I can somewhat relate as I haven't been able to mermaid as much as I want to and it is hard to do it when you don't always have someone who will swim with you. I was able to find some mers near me by sending people PMs on Mernetwork asking if they were in my area and I have swam with one of them once. I should probably contact them all again, but now that it is cold there aren't many places to swim. I was upset at first when I realized that my boyfriend / best friend isn't into mermaiding. He just doesn't like to swim that much. The only mer meetup I have been to I took him with me and he didn't really hang out with us. It was then that I realized I would have to convert someone lol. I thought about all of my friends and started thinking about which ones would be most likely to become a mermaid. I thought about my friend Kayla because she had shown interest in mermaiding and she told me she was googling it. On a group trip I brought both of my fabric tails and I let her wear one of them. She took to mermaiding instantly and it was great!
So you could try to find someone in your area who is interested in mermaiding and then you could be swim buddies! If you don't know of anyone you could see if there is a local swim group or something in your area and try to find someone there. Not long ago I found a fishing forum that is for my area and I joined to talk to free divers and scuba divers on there. It is fun being a site's resident mermaid and you can post on there that you are looking for someone to mermaid with you.
I wish I was not so far away from you. I would certainly love to swim with you. :)
I'm going to direct you to one of the many threads on the forum about dreadlocks, and why people don't want/like non black people wearing them.
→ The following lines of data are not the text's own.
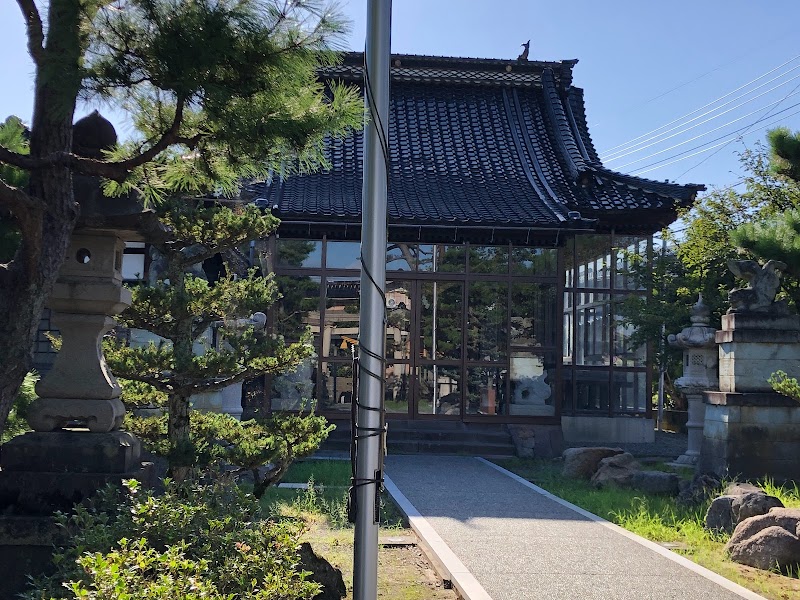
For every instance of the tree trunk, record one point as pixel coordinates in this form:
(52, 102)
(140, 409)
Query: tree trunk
(28, 280)
(180, 444)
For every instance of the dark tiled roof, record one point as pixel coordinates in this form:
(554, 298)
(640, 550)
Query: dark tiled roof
(477, 142)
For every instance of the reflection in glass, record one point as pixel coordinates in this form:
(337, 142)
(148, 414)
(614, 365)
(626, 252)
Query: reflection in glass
(487, 312)
(626, 354)
(534, 261)
(398, 388)
(296, 390)
(298, 309)
(592, 330)
(337, 386)
(486, 390)
(593, 261)
(631, 252)
(299, 253)
(442, 259)
(488, 259)
(341, 318)
(439, 390)
(401, 257)
(398, 319)
(343, 255)
(533, 314)
(629, 391)
(591, 390)
(532, 378)
(441, 319)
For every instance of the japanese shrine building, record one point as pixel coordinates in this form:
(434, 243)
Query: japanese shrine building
(508, 256)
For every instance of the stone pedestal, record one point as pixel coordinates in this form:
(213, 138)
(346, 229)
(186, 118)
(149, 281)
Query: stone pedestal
(751, 431)
(699, 374)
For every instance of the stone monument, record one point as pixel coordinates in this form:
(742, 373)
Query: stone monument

In order to keep the bitch it out thread clear for other bitches, please ask any questions there and I or one of the other mers in that thread will answer them. (There is also another thread started by Raina about cultural appropriation, I believe I also shared merprince JV's video too on the subject in the linked thread.)
http://mernetwork.com/index/showthre...+appropriation
Deleted
yes, that is an awful feeling. I have had that happen in my relationship on occasion, but I always speak up. It is a hard situation, but it will only get worse if you dont address it early on. People will continue to do that b/c you seem 'to be ok with it'. When the time is right, you need to have a heart to heart with this person and make your feelings known. If not, it will continue to make you feel resented. hugs
I'm in the bathroom at work hiding because I'm sick and throwing up and I'm about to have a panic attack. They probably won't let me go home too because it's almost Christmas and it's going to get super busy around noontime.
Sent from my iPhone using Tapatalk
Have they let you leave?
They can't keep you - or fire you - because you're sick! Doesn't matter that it's the holiday. I hope you feel better!